At Info.Design, we follow a user-focused process for ensuring that a Website meets users' needs. While many organizations are anxious to start off with a great new "look" for their Website, our research and experience show that developing a user-centered structure must precede visual design decisions.

Our information architecture consulting work follows a structured process. For our process to work, we must take time to understand who your Website's users are, the context in which they would be visiting your Website, and what tasks they would expect to do there. We collect information in three phases:

Phase 1 - Envision Structure
As the first phase in the Information Architecture process, we meet with you to determine your vision for the Website, the tasks you believe users will complete on the Website, and how the Website's content, organization, and navigation system will help people successfully perform these tasks.

We collect information using a user-focused planning structure, The Scope Definition Document. The Scope Definition Document is a precise goals statement for your new Website. It will give you a set of standards by which to evaluate the success of your redesigned Website. We then use the Scope Definition Document to present our initial findings and use it as the basis for data gathering in Phase 2.

Phase 2 - Analyze User Information
During the second phase, we talk with actual users to find out if the tasks they expect to perform on your Website match with what you believe your users want to do. Research shows that user satisfaction can be measured by the gap between what users expect from a Website and what they actually get. The user's positive experience correlates to increased loyalty and trust in your organization.

Our goal during this phase is to listen and gather complex customer data. The goal of the user analysis phase is to get important information out of your users' heads that enables us to structure the Website.

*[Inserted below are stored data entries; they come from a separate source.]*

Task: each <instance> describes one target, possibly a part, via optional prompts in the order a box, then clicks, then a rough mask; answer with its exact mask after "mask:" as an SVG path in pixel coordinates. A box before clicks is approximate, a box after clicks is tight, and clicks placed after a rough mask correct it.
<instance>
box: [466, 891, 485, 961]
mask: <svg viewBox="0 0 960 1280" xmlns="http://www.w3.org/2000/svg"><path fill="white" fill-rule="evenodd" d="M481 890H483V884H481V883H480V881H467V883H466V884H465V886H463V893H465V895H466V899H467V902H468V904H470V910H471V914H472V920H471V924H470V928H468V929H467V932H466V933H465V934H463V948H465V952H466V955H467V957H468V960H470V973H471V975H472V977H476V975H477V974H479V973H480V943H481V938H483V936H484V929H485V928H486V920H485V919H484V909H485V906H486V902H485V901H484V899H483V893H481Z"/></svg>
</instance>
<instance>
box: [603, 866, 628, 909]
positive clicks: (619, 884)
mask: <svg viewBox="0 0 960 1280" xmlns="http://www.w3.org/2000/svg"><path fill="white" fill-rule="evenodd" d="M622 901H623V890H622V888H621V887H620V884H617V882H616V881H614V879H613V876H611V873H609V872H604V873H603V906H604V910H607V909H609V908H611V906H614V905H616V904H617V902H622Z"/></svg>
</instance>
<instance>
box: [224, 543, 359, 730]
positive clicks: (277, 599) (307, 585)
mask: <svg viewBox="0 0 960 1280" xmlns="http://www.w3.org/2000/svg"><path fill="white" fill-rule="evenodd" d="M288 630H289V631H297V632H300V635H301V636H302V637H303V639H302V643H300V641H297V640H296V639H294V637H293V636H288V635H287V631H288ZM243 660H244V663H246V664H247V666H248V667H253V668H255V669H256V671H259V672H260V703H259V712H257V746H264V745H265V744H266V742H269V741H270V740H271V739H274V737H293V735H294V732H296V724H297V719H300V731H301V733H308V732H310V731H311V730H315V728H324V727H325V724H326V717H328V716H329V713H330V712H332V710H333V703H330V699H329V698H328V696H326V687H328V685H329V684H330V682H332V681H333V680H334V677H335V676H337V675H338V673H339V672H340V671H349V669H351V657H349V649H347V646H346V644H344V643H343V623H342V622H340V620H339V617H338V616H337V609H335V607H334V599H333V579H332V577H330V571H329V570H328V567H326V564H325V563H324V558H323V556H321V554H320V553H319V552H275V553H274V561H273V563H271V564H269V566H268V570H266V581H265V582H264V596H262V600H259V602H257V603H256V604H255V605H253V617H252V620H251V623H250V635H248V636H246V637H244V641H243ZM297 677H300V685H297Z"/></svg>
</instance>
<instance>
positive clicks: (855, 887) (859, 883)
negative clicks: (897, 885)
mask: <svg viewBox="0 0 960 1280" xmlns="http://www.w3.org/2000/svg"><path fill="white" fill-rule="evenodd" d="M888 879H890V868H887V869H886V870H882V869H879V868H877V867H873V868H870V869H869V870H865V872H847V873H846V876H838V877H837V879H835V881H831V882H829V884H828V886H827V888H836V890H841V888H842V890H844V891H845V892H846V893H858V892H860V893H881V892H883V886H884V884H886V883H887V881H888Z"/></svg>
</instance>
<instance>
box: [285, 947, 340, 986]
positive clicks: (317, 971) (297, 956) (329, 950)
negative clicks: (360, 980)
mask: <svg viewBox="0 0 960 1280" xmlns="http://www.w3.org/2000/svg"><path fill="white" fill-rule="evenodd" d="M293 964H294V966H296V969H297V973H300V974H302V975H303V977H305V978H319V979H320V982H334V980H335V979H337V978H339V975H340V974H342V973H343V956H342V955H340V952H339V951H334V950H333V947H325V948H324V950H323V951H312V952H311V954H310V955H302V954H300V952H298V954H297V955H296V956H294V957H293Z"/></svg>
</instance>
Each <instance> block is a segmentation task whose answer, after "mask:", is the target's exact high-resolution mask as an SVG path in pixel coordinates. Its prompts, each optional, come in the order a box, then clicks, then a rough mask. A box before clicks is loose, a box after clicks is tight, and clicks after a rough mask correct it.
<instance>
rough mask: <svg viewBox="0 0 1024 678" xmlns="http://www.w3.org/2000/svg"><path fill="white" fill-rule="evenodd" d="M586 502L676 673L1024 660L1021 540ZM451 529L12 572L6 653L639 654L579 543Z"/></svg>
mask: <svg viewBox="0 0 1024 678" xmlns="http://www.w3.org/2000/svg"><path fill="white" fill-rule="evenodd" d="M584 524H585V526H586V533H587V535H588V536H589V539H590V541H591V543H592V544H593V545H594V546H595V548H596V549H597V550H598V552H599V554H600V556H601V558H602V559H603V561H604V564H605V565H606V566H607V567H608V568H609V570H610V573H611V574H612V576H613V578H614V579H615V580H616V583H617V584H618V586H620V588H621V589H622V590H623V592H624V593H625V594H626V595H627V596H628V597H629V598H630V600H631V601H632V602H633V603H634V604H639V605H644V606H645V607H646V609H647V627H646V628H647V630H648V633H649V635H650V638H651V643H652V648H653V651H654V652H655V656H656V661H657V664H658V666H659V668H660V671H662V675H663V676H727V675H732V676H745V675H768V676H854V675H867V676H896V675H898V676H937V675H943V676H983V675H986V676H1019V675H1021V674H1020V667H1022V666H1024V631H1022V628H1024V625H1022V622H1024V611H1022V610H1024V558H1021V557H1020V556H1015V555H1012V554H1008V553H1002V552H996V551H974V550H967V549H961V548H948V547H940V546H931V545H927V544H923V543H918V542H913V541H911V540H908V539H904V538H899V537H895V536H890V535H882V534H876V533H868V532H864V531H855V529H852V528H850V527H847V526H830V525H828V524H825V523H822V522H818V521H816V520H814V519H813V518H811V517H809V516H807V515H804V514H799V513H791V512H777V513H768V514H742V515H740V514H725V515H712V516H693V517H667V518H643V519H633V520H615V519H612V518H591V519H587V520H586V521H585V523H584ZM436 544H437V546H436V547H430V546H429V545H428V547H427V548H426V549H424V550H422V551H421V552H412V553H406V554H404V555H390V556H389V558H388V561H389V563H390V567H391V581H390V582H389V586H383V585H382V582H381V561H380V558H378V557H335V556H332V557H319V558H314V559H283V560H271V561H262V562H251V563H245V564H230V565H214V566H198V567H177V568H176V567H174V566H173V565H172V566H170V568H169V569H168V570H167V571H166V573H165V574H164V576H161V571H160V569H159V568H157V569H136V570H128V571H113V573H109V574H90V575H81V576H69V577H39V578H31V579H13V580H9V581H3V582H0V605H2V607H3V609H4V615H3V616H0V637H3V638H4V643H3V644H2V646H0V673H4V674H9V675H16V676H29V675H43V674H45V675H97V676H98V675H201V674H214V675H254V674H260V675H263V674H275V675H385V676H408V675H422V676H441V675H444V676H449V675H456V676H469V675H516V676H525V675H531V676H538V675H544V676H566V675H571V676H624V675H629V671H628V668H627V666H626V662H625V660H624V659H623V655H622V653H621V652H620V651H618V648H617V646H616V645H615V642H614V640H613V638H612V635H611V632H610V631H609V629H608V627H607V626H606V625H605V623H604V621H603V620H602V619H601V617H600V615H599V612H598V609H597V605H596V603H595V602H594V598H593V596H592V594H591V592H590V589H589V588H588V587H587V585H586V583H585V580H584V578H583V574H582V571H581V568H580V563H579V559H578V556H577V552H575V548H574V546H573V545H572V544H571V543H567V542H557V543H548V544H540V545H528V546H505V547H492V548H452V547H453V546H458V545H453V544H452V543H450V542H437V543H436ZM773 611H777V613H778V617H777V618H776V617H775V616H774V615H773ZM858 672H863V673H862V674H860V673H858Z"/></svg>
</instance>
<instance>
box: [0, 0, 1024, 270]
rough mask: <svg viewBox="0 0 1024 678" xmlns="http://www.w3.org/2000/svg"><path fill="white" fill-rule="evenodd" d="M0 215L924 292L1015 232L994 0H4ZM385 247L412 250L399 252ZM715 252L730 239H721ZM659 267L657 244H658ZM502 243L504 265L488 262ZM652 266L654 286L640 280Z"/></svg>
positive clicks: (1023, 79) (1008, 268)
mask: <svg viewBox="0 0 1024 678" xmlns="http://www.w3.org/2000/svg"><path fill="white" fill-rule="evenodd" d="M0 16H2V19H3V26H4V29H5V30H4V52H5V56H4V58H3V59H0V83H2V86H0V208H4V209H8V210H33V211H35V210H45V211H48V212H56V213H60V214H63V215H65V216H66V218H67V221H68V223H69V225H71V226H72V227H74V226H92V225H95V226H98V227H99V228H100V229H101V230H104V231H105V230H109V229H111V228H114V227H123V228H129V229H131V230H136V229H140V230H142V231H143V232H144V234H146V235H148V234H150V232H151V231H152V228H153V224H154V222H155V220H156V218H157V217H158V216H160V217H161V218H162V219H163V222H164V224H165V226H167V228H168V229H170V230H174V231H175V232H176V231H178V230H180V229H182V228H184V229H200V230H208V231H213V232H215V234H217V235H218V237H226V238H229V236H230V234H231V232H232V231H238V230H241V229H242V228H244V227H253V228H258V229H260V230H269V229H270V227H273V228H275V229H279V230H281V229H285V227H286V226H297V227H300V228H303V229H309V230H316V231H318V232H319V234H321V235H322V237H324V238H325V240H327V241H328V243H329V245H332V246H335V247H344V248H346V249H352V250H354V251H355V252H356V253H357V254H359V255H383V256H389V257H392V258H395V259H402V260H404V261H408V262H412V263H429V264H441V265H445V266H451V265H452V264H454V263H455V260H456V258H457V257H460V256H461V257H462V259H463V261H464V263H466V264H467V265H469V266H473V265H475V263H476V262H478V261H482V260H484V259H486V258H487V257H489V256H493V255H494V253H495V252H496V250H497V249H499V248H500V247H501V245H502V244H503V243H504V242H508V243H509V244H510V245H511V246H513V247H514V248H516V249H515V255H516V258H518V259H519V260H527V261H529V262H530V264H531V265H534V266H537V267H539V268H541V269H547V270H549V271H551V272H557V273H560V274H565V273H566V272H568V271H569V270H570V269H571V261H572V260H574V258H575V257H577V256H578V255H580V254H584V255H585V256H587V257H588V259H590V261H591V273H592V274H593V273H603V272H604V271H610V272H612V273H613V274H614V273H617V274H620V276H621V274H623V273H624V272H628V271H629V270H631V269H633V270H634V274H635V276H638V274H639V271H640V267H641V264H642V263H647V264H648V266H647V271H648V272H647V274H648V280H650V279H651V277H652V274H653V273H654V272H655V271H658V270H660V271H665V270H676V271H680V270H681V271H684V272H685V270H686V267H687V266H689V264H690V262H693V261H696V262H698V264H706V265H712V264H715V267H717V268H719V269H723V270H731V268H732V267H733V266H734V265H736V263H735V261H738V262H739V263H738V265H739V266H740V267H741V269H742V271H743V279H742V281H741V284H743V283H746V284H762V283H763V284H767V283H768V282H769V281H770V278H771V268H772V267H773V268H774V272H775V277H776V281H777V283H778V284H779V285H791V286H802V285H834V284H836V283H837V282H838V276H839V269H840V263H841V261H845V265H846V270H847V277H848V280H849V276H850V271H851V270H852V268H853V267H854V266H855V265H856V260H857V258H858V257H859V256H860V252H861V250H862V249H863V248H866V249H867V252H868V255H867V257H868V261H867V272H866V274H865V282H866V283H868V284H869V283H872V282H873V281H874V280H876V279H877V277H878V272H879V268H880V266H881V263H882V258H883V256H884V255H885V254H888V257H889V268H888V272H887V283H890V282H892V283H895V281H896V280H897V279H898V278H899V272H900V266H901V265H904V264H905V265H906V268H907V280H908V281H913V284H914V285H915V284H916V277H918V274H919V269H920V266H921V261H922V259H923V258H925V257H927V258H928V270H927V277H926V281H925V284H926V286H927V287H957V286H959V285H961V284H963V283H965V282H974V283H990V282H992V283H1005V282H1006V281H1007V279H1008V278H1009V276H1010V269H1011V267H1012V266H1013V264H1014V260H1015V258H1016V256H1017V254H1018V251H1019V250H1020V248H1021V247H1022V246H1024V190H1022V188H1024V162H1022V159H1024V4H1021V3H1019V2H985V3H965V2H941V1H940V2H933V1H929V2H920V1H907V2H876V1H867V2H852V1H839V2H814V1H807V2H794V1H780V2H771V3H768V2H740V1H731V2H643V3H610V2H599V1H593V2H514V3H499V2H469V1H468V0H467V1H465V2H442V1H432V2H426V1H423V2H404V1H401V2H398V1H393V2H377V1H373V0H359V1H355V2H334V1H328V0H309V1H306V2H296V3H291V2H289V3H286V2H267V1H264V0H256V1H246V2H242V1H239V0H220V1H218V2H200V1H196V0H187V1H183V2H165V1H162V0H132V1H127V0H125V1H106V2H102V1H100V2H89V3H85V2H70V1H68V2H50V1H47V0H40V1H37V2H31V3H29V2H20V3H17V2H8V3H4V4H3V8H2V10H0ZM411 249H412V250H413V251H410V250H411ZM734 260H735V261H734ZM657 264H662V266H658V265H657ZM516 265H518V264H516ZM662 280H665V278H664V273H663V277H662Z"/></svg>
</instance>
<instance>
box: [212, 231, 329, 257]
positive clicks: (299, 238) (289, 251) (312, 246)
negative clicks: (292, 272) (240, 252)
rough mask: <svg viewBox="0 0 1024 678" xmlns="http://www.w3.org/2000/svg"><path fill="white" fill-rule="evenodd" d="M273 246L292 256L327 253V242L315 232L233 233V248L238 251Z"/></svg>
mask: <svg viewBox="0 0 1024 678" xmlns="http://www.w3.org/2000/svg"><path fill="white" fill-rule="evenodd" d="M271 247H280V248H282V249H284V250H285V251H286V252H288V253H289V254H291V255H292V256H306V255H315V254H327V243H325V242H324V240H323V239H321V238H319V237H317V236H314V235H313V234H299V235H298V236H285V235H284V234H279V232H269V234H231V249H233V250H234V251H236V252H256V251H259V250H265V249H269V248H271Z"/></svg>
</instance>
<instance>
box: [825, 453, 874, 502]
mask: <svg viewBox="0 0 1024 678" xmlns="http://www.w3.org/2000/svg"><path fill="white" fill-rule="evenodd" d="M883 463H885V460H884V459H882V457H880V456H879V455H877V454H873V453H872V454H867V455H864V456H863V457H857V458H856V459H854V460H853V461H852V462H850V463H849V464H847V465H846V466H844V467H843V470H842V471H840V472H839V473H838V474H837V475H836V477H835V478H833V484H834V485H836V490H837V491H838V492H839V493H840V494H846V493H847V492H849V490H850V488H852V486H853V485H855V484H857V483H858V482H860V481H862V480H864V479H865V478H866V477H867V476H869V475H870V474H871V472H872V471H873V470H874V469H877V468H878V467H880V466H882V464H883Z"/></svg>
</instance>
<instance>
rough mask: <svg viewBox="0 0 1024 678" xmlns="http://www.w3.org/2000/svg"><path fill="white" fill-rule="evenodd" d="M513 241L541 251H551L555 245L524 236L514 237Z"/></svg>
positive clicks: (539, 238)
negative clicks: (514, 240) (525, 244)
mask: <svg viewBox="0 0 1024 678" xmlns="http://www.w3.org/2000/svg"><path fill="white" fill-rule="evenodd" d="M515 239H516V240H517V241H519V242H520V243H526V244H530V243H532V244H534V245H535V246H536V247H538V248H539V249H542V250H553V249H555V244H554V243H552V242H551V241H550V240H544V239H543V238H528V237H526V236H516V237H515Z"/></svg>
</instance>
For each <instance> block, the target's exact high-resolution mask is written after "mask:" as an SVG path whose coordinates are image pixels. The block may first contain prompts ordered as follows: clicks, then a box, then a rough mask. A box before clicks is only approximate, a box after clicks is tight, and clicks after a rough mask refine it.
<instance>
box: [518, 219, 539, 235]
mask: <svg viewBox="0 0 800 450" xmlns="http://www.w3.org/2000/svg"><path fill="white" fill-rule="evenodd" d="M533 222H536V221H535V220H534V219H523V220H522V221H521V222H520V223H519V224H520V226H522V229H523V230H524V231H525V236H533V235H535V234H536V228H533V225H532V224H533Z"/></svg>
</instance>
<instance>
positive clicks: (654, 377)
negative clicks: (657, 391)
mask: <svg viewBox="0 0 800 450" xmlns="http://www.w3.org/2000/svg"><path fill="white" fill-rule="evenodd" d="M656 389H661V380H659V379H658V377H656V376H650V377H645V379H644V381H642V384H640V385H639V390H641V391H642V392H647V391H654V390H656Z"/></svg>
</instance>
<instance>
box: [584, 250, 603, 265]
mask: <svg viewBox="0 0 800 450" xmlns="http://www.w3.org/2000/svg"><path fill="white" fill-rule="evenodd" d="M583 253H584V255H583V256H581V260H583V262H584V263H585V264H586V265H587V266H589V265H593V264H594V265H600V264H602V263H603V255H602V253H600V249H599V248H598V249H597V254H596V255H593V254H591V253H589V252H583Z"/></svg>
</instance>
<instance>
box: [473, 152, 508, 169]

We identify different groups of users; list tasks each group of users would perform on your Website; record the order in which they'd perform those tasks; and learn to support users they way they want to work. At the conclusion of this phase, we present combined results and receive client signoff. We then use this information for developing the Website structure for the Blueprint we develop in Phase 3.

Phase 3 - Design Architecture
In the third phase of our process, we use the information we gathered in the first two phases to architect a user-focused Website structure than ensures success. We arrange information into categories, hierarchies and sequences that make sense to users (labeling). Then we assign groupings (rendering) and present that structure in a Blueprint (blueprinting).

Labeling. It's challenging and time-consuming to arrange information into categories, hierarchies, and sequences that make sense to users. But it is also the single most important part of developing electronic documents. And, as information architects, it is what we do best.

Rendering. Our focus during this phase is on problem solving. We find ways to use words and pictures to guide users to the tasks they intend to accomplish and to the content they are looking for. Using the Scope Definition Document and the results of our user analysis as a starting point, we evaluate and chunk the existing content. For example, we ascertain whether or not the content supports users' needs and is easy to find, and we identify groupings of content and assign to those groupings an underlying structure. We also identify where, based on the new structure, there are now "holes" in the content that will need new text.

Blueprinting. The Blueprint contains both high-level Website structure maps and paper prototypes that show how elements of the various pages will be arranged. We realize some organizations spend thousands of dollars creating costly blueprints. We focus, instead, on the content and offer the client the choice of visualizing content structure: ink and paper mockups, Microsoft PowerPoint mockups (with or without live links), Quark Express mockups, or HTML wireframes.

To complete this phase, the client signs off on our labels and renderings. We use this structure to redesign the Website.